The 1960s were difficult times in our nation, yet the Charismatic Renewal began in the Roman Catholic Church, and the Jesus Movement swept millions of wayward youth into the kingdom. Many of today’s leaders came to Christ in the Jesus Movement. (I speak from experience. Even though I was raised in the church, I was wayward and came back to Christ during those days.)

The Good News crusade encouraged me because it was the greatest evangelistic outreach we’ve had in Orlando since Billy Graham held a crusade in the 1980s. The meetings were anointed, organized and high-tech in terms of presentation. Yet there was a humility on the part of the leaders that was refreshing. I’m not sure what I expected, but the meetings exceeded my expectations.

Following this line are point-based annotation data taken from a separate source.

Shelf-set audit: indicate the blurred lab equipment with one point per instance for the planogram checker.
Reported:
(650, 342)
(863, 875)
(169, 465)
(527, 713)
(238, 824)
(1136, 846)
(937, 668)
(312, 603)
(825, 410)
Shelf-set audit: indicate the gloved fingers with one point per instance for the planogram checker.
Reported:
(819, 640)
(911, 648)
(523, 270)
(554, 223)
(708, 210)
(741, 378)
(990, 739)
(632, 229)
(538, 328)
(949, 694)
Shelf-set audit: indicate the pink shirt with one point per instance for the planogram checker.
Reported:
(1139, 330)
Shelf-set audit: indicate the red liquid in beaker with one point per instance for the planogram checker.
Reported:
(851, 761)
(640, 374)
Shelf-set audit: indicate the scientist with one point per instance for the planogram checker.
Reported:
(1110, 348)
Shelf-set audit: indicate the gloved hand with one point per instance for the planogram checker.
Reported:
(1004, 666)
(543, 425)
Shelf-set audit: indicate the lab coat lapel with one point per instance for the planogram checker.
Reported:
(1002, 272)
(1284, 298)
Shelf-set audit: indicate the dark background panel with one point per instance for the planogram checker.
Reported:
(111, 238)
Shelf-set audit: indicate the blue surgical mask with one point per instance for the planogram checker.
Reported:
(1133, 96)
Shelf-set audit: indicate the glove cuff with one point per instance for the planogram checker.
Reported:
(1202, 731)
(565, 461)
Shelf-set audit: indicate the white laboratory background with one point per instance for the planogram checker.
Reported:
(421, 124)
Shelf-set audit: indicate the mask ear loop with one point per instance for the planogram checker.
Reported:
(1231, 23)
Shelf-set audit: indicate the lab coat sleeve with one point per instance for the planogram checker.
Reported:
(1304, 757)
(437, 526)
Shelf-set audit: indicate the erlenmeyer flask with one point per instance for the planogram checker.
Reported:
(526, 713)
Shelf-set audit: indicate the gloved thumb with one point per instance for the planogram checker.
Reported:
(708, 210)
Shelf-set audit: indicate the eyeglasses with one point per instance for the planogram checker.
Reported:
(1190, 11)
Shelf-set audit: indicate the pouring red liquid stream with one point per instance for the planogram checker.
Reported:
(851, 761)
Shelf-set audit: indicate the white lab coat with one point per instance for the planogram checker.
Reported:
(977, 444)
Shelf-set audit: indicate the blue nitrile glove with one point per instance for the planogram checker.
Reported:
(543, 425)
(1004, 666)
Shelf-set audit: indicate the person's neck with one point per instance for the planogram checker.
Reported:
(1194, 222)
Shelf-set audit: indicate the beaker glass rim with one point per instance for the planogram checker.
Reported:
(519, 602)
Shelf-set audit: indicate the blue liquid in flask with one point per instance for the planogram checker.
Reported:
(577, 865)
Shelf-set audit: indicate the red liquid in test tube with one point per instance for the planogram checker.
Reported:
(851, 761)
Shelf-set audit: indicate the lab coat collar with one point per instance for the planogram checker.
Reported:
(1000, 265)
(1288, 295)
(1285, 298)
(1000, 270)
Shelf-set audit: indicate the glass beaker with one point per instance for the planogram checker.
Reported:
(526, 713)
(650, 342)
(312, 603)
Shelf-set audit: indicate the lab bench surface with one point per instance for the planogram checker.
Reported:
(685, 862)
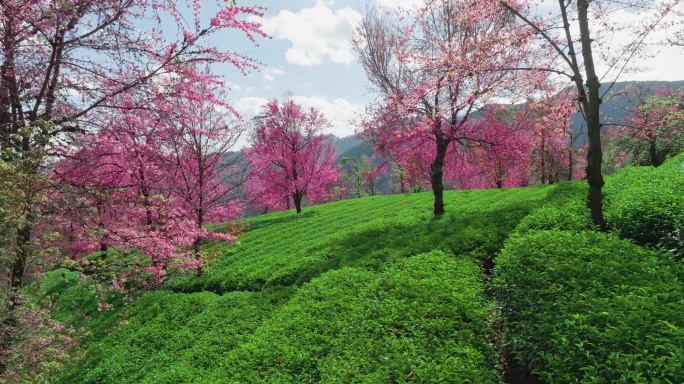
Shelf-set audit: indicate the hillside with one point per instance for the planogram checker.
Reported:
(378, 290)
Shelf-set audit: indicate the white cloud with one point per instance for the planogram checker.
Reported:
(232, 86)
(271, 73)
(392, 3)
(339, 112)
(315, 33)
(248, 107)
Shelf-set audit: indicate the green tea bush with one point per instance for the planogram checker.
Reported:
(567, 210)
(171, 338)
(571, 216)
(588, 307)
(422, 320)
(645, 203)
(283, 249)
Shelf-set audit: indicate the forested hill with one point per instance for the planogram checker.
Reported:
(378, 290)
(615, 106)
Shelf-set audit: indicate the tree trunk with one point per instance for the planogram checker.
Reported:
(19, 263)
(593, 102)
(196, 248)
(653, 153)
(436, 175)
(570, 165)
(297, 197)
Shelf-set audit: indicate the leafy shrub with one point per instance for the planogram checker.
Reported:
(171, 338)
(284, 249)
(588, 307)
(572, 216)
(644, 203)
(422, 320)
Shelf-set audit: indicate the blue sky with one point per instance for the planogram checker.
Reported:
(310, 56)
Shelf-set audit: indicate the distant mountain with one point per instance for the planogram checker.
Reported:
(614, 108)
(344, 144)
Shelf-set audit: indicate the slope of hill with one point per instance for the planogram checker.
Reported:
(615, 107)
(305, 298)
(377, 290)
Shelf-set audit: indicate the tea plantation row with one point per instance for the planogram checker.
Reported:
(376, 290)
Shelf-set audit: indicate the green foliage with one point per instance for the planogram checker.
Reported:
(282, 249)
(422, 317)
(568, 213)
(171, 338)
(588, 307)
(422, 320)
(646, 204)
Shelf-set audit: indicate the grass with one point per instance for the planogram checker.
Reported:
(304, 298)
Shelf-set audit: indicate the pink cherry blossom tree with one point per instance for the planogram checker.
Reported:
(61, 63)
(433, 65)
(290, 157)
(581, 36)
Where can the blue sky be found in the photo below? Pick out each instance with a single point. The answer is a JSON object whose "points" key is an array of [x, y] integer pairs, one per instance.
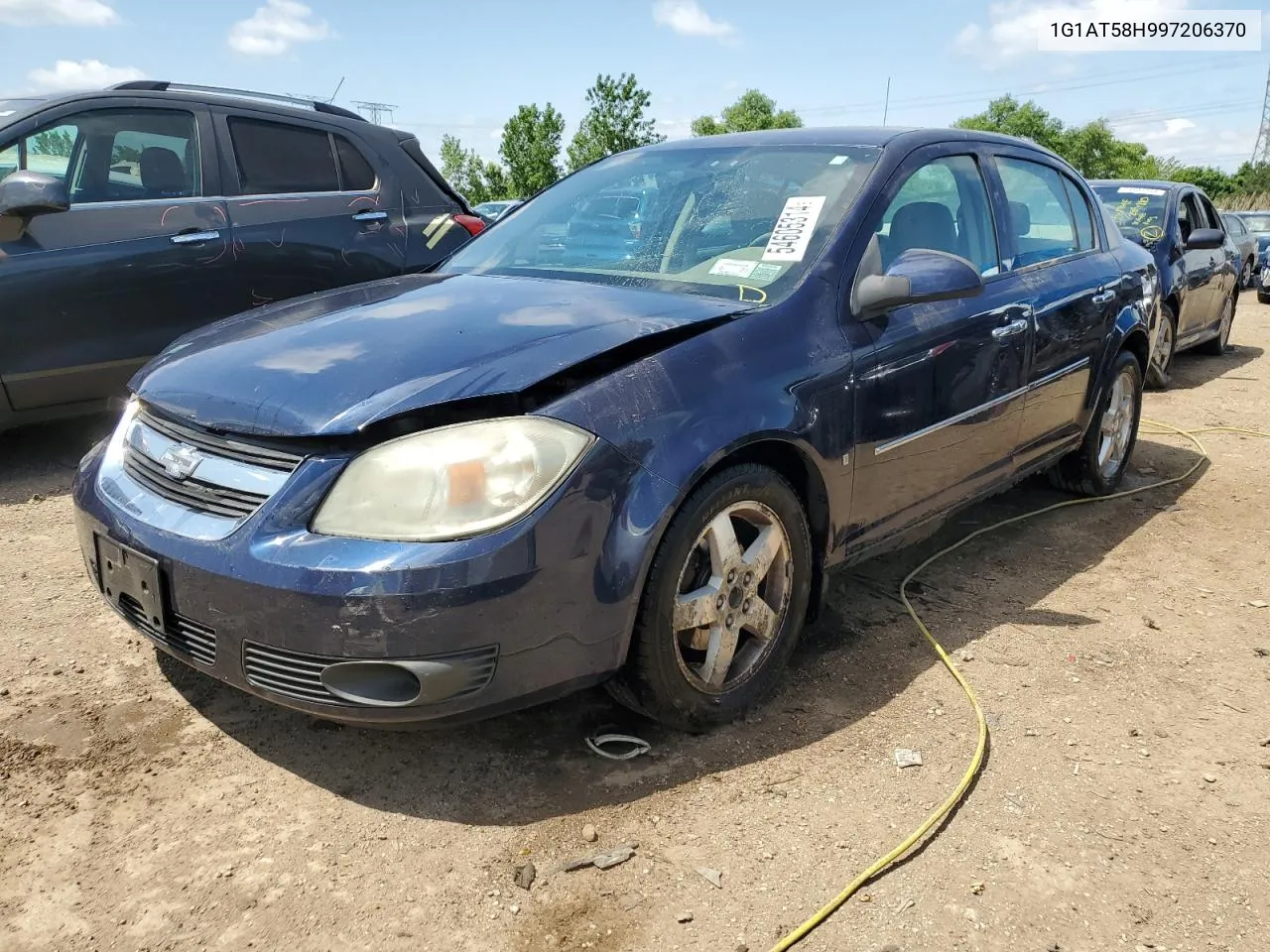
{"points": [[465, 67]]}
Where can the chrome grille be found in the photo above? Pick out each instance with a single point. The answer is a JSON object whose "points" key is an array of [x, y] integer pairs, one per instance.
{"points": [[194, 494], [226, 447], [182, 635], [299, 675], [223, 476]]}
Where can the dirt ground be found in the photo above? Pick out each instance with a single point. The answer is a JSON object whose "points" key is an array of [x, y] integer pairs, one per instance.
{"points": [[1116, 648]]}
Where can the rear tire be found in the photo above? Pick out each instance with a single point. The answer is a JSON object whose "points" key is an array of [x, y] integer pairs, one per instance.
{"points": [[740, 544], [1216, 345], [1097, 467], [1165, 349]]}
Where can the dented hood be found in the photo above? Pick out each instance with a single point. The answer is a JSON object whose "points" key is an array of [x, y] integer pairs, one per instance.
{"points": [[333, 363]]}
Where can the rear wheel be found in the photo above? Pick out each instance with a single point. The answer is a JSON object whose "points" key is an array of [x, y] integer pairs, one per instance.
{"points": [[1162, 356], [724, 603], [1098, 465], [1216, 345]]}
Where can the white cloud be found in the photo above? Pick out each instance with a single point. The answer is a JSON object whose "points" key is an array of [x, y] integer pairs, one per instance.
{"points": [[688, 18], [277, 27], [1014, 26], [1188, 141], [58, 13], [84, 73]]}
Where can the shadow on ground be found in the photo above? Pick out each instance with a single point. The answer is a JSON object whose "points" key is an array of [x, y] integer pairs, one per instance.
{"points": [[1194, 370], [531, 766]]}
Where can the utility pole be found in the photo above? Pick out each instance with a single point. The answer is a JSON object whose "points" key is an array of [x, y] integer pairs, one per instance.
{"points": [[1261, 150], [377, 111]]}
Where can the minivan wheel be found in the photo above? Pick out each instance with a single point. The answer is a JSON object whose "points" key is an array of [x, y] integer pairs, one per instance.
{"points": [[724, 603], [1215, 347], [1098, 465], [1162, 356]]}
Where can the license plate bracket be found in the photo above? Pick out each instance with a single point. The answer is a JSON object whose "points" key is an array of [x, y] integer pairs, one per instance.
{"points": [[125, 571]]}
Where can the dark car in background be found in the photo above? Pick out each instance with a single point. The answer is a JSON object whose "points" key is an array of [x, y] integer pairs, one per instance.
{"points": [[1246, 244], [1259, 226], [132, 214], [440, 497], [1199, 263]]}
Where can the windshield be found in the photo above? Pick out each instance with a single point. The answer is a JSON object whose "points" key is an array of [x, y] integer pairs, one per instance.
{"points": [[1138, 211], [733, 222]]}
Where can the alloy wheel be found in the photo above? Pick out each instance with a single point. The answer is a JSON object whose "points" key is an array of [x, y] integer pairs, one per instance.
{"points": [[733, 597], [1116, 426]]}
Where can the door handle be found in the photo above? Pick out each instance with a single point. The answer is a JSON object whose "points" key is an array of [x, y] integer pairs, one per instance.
{"points": [[1008, 330], [194, 238]]}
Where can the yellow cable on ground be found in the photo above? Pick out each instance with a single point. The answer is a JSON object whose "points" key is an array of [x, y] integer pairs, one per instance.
{"points": [[980, 747]]}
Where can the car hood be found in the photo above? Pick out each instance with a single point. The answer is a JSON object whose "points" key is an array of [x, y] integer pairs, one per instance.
{"points": [[335, 362]]}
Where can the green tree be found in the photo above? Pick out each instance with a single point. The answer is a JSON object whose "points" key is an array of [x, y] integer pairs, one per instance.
{"points": [[476, 179], [615, 121], [59, 143], [1010, 117], [1251, 179], [1214, 181], [531, 149], [751, 112]]}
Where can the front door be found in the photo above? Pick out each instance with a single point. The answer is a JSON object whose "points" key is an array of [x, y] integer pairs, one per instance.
{"points": [[942, 389], [140, 258], [1053, 246]]}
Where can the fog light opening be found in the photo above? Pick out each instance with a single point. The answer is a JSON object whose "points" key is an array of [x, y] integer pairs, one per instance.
{"points": [[372, 683]]}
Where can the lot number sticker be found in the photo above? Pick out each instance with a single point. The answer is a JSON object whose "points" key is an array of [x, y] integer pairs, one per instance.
{"points": [[793, 231]]}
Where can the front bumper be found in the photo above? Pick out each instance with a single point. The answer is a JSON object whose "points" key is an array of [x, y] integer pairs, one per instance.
{"points": [[486, 625]]}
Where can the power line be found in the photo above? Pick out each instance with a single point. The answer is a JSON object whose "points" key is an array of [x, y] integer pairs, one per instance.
{"points": [[1261, 150]]}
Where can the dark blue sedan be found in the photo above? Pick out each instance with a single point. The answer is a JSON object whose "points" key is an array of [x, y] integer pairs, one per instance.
{"points": [[447, 495]]}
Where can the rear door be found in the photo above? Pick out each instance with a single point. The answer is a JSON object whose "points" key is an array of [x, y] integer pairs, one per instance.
{"points": [[313, 207], [141, 257], [942, 389], [1075, 286]]}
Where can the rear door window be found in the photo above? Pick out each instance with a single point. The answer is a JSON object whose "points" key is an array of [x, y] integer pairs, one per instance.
{"points": [[1039, 212], [277, 159]]}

Now I urge you to get involved in My Hope With Billy Graham. I’m involving my staff, and we will give it strong coverage. But I’m also getting involved personally by inviting my neighbors into my own home. Some are neighbors I’ve never met. But now I have a reason to reach out. I know many will do what I’m doing.

When I posted video clips of the Good News crusade on Facebook, I got some cynicism from those who said they’d seen attempts to reach the nation before or felt that Bonnke was only preaching to the choir. Sure, he had nearly 300 churches involved and 1,000 volunteers.

But by seeing the hundreds streaming to the altars, there were many who turned over their lives to Christ. And there were those who, like me, wanted and prayed for something like this to take place. It was an encouragement. I felt that something shifted in the Spirit.

Only time will tell, but could this be the fuse that was lit to bring to America the revival we pray will come?